Evet Hz. Peygamber’in (asm) inşa ettiği uhuvvet sarayının belki de temelini oluşturan en kuvvetli esası kardeşane ilişkidir. Üstad Bediüzzaman’ın hizmetimize dair koyduğu düstur şu şekilde idi: “Mesleğimiz halîliye olduğu için, meşrebimiz hıllettir. Hıllet ise […] en civanmert kardeş olmak iktiza eder.”
Kardeşliğe her fırsatta vurgu yapan Üstadın, kaynağı ne olabilir? Neden hizmetimizde, Sahabe mesleğinde kardeşlik bağı var? Kardeşlik bağı Sahabeler arasında var mıydı, nasıldı? Evet, hem de öyle bir bağ vardı ki, sadece o zamanla ve onlarla sınırlı değildi. Bizlerin de aynı bağa bağlanmasına imkân tanınan kocaman, şefkatli ve kuvvetli bir bağdı bu. Rabbim bu bağın gerekli kıldığı hâl üzerinde olmayı, ona zarar vermekten Allah’a sığınmayı ve o bağa layık olmayı nasip etsin. Âmin.
KARDEŞÂNE İLİŞKİ
Kardeşâne ilişki sadece ümmet arasında değil, Allah’ın elçileri arasında da inşa edilmiş nurlu ve kuvvetli bir bağ. Hz. Peygamber (asm) Miraca çıkarken 7 kat semada diğer peygamberlerce karşılanıyor. Ve hep beraber Peygamberimizin (asm) imamlığında namaz kılıyorlar. Peygamberimiz (asm) bu kutlu hadiseyi anlatırken “Onlar benim kardeşimdi” diyor. “Pederimdi, hocamdı” demiyor. “Kardeşimdi” diyor. İmanın özündeki kardeşliği bizlere anlatıyor. Peki nasıl olur da iman hizmetinin öncülerinin arasında dahi kardeşane bağ varken, bizlerin arasında pederâne bir ilişki talep olunabilir? Veyahut adavet, kin, gurur için bu nurlu bağdan kopulur?

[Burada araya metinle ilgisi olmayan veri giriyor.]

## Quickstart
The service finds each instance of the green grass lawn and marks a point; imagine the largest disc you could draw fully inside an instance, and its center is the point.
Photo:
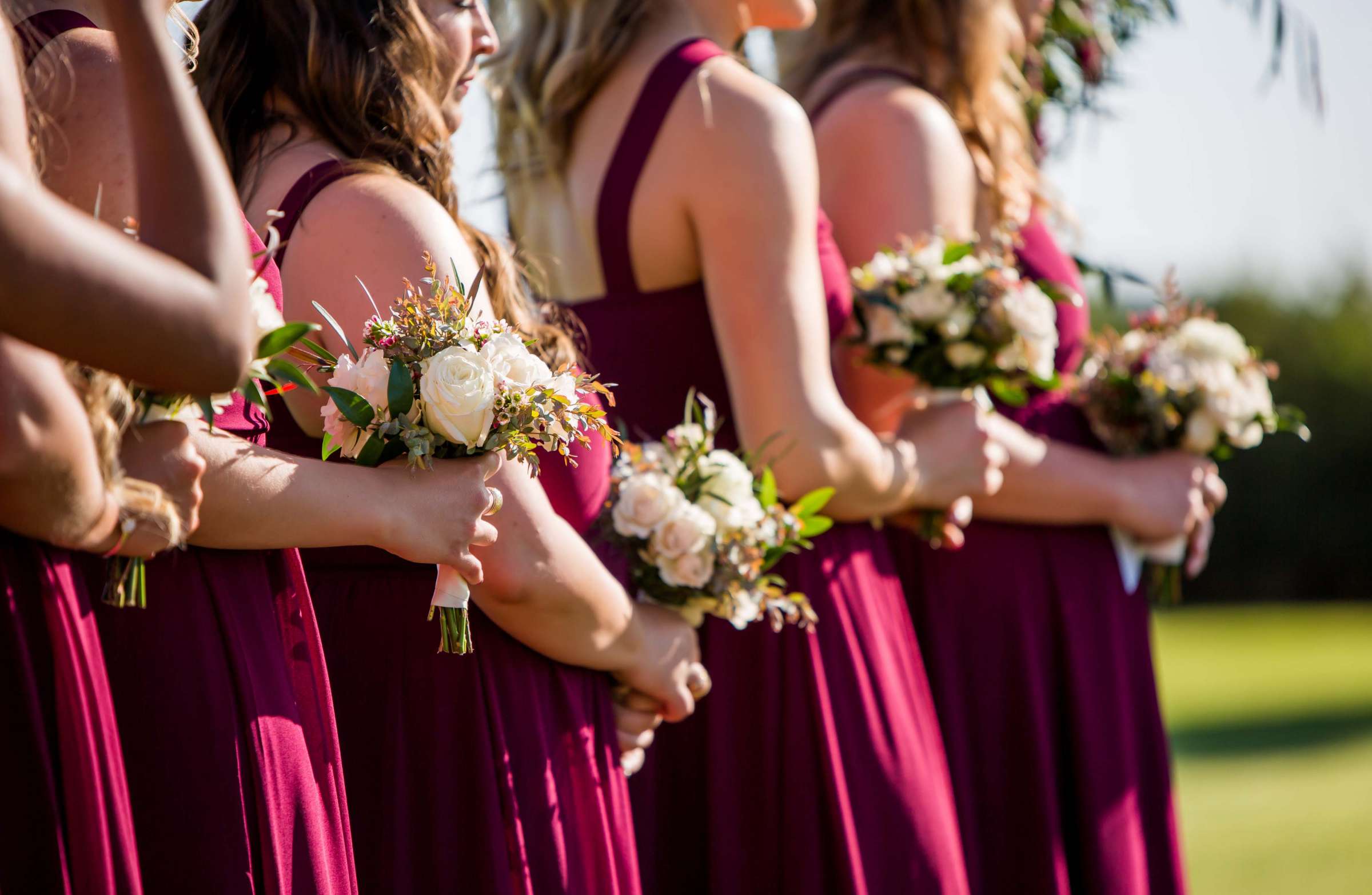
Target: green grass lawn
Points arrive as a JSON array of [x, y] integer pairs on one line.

Allah ve Resulü bu kardeşlik bağını Sahabeler arasında da yaşatmış. Haydi gelin o asra gidelim. Kabul buyururlarsa onlardan ders alalım. Heyetlerinde hayal edelim kendimizi, Peygamberimizden (asm) ders alıyormuşçasına, onların kardeşliklerine şahitlik edip latifelerimizi hareketlendirelim.
Medine’ye hicretten sonra Medine’de sosyal ve ekonomik anlamda kargaşa ve ihtiyaçları karşılayamama hâli oluyor. Peygamber Efendimiz bu kargaşanın ve münafıkların ortalığı karıştırmasına mâni olmak ve İslamiyet’in kardeşlik bağlarıyla kuvvetleneceğini, o kargaşanın ancak kardeşane ilişkiler ile düzeleceğini anlatmak için muhacirlerle Ensar’ı 2’şer 3’er birbirleriyle kardeş ilan ediyor. Tarlaları beraber sürüyor hayvanları beraber güdüyor beraber aynı haneyi paylaşıyorlar. Ensar’ın bu hâlis, samimî, paylaşımlarına binaen ayet iniyor. Haşir Suresi 5. Ayette, “… Hatta kendileri ihtiyaç içinde olsalar bile kardeşlerini kendi nefislerine tercih ederler. Kim nefsinin ihtiraslarından korunmuşsa işte onlar kurtuluşa erenlerdir.” deniliyor ve Ensar medhediliyor.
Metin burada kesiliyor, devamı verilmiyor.